We suggest that you order your banner locally to save money on shipping. However, the UUA has arranged with H&W Printing, a union print shop in Mt. Rainier, Maryland, to special order Side with Love Banners. Please go to inSpirit: The UU Book and Gift Shop for ordering information or send us an email at firstname.lastname@example.org.
Q: What do I do with things that say Standing the Side of Love?
Folks who have offered leadership on this invited us to change what we can from where we are. Consider what changes you can make during a short timeframe. This might include references on your congregation’s website, in worship services or religious education programs, or in materials you purchase or create, like stickers, buttons, or t-shirts. Thinking about how you shift language might include engaging with your music ministry, religious education leaders and justice ministry leaders about how they can participate in this shift. Consider how you can begin making changes now that will continue over months and years. This may be an opportunity to create a new banner for your congregation to bring to protests with art that reflects the energy of this moment. Or it may be an invitation to explore anew what messages a congregation wants to share with its community through the signs and other visuals on display. When harm has happened, there is rarely one single change that will undo it. Instead, we work on many levels, identifying shifts and repairs that must happen institutionally, interpersonally, culturally, and within our own minds and hearts.

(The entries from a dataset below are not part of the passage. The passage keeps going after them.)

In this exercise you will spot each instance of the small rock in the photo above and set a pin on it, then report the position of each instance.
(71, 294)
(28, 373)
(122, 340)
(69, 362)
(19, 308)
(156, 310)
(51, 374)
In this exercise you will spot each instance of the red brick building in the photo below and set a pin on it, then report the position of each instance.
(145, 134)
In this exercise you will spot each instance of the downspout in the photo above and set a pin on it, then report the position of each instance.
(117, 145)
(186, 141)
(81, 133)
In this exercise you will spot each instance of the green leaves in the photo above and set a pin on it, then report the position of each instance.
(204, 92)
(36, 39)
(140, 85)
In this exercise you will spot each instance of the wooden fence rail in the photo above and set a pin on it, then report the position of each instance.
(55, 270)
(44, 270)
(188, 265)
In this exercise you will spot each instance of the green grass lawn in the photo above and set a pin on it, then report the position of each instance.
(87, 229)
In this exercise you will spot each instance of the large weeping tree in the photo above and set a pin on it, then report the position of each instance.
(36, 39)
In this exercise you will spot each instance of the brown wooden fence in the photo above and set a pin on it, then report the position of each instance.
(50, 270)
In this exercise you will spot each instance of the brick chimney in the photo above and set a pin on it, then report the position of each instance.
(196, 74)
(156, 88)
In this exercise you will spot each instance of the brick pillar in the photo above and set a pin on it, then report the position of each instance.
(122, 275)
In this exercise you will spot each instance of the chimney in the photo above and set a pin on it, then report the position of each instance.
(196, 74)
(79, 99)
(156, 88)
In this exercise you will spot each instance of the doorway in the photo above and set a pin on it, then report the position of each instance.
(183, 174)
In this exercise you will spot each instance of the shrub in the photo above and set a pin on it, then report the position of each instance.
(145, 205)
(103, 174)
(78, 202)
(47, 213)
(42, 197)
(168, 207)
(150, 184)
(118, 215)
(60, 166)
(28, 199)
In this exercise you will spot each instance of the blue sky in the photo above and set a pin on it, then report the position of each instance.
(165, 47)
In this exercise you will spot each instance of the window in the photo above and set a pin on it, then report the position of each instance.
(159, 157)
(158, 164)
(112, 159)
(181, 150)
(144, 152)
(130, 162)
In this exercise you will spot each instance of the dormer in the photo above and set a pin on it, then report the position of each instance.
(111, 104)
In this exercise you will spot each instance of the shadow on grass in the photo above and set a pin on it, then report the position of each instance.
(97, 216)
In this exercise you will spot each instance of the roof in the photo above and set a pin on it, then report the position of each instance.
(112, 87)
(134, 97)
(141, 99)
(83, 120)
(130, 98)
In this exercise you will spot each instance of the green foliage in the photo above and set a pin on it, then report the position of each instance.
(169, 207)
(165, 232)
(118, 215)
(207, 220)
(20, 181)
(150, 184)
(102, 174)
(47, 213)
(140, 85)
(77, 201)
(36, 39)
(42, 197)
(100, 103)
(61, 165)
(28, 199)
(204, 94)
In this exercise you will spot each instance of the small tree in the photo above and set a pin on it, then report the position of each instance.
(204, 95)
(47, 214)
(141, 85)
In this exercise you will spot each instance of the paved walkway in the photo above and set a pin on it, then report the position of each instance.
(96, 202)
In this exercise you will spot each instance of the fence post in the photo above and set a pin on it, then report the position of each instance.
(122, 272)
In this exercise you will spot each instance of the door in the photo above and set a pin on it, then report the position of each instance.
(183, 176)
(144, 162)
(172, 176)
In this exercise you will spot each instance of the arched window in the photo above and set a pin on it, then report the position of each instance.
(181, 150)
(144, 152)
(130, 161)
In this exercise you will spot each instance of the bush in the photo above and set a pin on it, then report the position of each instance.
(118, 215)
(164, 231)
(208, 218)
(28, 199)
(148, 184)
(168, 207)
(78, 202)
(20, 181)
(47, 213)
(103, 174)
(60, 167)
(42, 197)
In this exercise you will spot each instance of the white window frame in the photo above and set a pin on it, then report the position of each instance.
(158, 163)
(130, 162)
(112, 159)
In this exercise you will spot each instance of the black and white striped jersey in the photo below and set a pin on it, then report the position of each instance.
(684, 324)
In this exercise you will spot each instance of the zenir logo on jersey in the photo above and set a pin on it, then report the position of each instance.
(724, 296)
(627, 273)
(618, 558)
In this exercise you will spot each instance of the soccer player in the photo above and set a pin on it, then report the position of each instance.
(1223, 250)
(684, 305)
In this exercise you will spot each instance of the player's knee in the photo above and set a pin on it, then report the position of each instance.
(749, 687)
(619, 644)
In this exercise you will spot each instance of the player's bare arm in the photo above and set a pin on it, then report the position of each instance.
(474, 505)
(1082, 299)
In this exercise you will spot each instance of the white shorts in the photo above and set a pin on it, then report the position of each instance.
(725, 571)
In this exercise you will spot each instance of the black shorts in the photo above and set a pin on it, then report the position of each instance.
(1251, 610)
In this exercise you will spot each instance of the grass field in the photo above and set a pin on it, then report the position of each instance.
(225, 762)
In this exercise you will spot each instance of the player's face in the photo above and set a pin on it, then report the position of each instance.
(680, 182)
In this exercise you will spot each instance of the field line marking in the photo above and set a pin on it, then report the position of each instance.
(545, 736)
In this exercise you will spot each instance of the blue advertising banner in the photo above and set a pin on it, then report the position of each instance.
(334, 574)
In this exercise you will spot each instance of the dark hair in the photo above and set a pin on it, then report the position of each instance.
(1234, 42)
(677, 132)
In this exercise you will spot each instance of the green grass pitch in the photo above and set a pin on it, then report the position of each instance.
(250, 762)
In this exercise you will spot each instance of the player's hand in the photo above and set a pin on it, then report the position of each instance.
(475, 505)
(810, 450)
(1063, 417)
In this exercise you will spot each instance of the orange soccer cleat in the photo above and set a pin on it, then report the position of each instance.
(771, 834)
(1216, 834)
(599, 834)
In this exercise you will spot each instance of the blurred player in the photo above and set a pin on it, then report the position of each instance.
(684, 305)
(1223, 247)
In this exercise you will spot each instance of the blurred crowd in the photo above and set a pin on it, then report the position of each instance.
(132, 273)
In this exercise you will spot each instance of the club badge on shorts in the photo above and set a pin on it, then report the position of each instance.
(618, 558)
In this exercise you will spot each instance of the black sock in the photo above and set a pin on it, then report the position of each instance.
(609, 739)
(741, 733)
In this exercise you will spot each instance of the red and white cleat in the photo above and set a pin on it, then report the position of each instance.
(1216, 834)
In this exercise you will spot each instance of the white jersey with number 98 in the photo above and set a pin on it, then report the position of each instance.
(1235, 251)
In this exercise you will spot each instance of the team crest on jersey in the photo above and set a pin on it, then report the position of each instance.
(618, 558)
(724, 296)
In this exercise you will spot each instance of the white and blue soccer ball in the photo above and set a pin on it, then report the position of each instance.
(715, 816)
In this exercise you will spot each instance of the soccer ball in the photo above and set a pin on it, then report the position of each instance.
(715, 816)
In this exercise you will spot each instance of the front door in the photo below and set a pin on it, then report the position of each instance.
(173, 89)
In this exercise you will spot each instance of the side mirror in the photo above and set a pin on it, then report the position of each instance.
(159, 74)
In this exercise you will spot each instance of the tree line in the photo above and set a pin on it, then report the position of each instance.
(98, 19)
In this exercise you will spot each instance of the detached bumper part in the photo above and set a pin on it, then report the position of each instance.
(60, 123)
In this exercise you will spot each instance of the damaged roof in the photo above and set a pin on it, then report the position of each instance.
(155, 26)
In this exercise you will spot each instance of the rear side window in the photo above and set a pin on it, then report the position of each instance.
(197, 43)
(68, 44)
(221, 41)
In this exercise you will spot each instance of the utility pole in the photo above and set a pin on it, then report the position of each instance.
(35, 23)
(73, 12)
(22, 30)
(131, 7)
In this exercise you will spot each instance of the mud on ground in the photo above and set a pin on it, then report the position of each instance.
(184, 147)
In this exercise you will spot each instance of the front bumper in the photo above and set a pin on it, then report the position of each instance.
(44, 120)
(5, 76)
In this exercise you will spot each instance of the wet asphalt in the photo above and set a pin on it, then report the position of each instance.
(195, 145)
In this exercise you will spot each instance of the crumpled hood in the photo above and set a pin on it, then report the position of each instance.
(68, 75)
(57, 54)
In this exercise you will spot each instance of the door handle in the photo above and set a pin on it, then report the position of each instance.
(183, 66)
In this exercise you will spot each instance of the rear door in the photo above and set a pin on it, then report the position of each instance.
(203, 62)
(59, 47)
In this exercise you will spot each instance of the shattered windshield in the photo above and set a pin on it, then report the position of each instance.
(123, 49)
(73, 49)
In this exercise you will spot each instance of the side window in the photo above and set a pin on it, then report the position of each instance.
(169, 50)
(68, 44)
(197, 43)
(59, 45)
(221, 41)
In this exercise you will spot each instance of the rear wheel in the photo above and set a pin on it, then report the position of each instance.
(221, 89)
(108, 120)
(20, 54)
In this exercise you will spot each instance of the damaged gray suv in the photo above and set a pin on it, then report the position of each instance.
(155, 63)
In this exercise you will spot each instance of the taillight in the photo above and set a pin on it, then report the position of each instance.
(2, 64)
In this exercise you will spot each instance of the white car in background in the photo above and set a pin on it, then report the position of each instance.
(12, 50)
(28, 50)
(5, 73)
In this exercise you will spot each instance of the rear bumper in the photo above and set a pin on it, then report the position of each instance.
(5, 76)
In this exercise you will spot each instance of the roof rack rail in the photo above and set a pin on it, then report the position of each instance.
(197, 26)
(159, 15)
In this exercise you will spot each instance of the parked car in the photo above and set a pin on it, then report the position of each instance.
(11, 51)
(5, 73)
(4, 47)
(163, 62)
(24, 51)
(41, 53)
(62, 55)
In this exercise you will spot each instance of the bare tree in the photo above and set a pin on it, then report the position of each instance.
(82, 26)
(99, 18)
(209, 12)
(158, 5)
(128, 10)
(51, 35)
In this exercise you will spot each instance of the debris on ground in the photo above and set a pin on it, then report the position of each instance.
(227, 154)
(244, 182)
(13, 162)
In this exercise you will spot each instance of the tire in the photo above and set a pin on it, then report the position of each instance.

Q: I just paid for a logo package, can I get a refund?
A: If you recently purchased a logo package for your justice work, you can get a refund by emailing Nora Rasman, Campaign Manager of Side with Love at email@example.com.
Q: I heard Rev. Jason Shelton changed the words of the hymn he wrote. Should we change our use of the song?
A: Check out more information from Jason Shelton about shifting Standing on the Side of Love to Answering the Call of Love here.
Q: Is the work of the campaign changing?
A: Yes and no. The work of supporting people of faith and moral courage to engage in movement work through spiritual, organizing and financial resourcing continues and is needed now more than ever. And we have experienced shifts in when it’s strategic for our organizing to be public and visible and when it’s strategic for our organizing to be behind the scenes, without our name on it. We invite you to join in exploring these questions about visibility and low-ego, high impact work with us.
At Side with Love we are focused on supporting and unleashing the power of people of faith and moral courage in motion by fortifying spiritually, and flanking grassroots organizing for the long haul. We’re particularly energized at offering support and building the power of folks under 40.
Our goals for 2018 include:
providing culturally relevant and spiritually nourishing resources
responding in high violence and high resistance moments
facilitating relationships between UU networks and local secular organizing
affirming and resourcing leading edges within and beyond Unitarian Universalism
embodying our own values
sustaining an infrastructure that serves us
We are excited about how this conversation has allowed and will create space for further assessment and planning about the demands and requests of faith communities in this political moment, both from within our congregations and from our larger communities. Please bear with the SWL staff in coming weeks during this change as we update our social media and website accordingly.